Les deux amis éclatèrent de rire.

— Ainsi, reprit d’Artagnan, vous ne voulez pas passer au Mazarin ?

— Ni vous aux princes ?

— Non. Ne passons à personne, alors, et restons amis ; ne soyons ni cardinalistes ni frondeurs.

— Oui, dit Aramis, soyons mousquetaires.

— Même avec le petit collet ? reprit d’Artagnan.

— Surtout avec le petit collet ! s’écria Aramis, c’est ce qui en fait le charme.

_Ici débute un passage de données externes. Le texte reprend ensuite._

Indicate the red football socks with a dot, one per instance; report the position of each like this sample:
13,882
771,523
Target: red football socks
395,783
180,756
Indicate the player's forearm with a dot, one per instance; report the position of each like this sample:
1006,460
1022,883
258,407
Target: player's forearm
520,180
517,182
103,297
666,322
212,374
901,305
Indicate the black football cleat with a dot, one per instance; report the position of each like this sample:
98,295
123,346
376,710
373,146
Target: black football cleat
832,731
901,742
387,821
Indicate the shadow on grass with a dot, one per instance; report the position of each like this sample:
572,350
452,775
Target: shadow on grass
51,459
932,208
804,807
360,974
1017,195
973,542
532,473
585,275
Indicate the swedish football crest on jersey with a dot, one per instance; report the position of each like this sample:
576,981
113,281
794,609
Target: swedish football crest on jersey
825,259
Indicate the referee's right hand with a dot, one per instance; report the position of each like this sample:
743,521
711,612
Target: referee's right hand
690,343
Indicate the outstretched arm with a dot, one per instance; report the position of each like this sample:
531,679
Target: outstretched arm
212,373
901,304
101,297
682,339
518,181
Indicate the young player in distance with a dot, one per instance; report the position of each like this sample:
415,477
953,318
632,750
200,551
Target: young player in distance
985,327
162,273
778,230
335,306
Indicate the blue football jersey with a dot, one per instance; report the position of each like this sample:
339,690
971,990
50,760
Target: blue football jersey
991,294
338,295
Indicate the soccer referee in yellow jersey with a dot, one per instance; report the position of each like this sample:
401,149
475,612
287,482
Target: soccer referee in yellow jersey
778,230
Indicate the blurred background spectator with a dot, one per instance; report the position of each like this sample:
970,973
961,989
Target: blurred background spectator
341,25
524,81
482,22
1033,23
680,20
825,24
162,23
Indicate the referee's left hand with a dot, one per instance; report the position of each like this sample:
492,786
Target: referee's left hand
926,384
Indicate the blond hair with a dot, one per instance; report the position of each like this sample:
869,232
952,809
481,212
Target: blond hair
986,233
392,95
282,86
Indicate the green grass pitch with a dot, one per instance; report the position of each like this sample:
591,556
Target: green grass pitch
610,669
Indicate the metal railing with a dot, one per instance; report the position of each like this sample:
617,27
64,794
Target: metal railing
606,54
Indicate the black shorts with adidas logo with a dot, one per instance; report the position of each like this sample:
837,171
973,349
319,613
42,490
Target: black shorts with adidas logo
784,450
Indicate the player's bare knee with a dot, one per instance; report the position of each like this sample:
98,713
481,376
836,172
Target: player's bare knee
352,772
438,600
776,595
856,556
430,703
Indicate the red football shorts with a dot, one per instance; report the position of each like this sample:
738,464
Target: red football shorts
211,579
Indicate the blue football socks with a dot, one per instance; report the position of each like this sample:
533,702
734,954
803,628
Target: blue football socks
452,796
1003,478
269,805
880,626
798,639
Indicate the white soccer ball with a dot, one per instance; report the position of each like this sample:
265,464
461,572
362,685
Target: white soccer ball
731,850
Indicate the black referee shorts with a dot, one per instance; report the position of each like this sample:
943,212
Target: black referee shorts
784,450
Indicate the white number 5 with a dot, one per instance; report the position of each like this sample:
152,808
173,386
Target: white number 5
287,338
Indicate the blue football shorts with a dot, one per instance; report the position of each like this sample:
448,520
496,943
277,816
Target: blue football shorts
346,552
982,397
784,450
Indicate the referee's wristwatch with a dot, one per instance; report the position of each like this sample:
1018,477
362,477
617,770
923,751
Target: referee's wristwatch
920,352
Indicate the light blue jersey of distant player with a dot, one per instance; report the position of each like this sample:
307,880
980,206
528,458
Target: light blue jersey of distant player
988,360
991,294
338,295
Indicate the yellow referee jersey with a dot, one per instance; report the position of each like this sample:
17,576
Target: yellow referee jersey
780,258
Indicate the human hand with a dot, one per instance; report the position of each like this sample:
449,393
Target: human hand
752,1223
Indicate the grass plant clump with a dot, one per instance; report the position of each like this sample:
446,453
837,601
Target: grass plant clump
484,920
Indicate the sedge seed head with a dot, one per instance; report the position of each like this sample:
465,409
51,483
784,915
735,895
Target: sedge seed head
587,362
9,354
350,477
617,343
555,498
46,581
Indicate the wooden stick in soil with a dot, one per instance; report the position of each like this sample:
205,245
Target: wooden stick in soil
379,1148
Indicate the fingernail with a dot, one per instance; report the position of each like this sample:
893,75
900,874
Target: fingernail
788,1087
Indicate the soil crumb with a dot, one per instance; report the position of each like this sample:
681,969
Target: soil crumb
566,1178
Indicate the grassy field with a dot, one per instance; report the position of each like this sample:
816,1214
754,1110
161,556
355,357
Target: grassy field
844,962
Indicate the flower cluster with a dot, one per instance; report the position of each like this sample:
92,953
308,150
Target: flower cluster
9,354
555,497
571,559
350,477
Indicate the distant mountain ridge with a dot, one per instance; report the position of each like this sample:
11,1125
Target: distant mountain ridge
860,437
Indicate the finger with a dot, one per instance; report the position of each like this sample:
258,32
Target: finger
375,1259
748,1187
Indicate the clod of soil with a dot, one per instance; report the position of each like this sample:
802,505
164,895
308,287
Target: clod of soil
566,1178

— Alors donc, adieu, dit d’Artagnan.

— Je ne vous retiens pas, mon cher, dit Aramis, vu que je ne saurais où vous coucher, et que je ne puis décemment vous offrir la moitié du hangar de Planchet.

— D’ailleurs, je suis à trois lieues à peine de Paris ; les chevaux sont reposés, et en moins d’une heure je serai rendu.

Et d’Artagnan se versa un dernier verre de vin.

— À notre ancien temps ! dit-il.

— Oui, reprit Aramis, malheureusement c’est un temps passé : fugit irreparabile tempus.

— Bah ! dit d’Artagnan, il reviendra peut-être. En tout cas, si vous avez besoin de moi, rue Tiquetonne, hôtel de la Chevrette.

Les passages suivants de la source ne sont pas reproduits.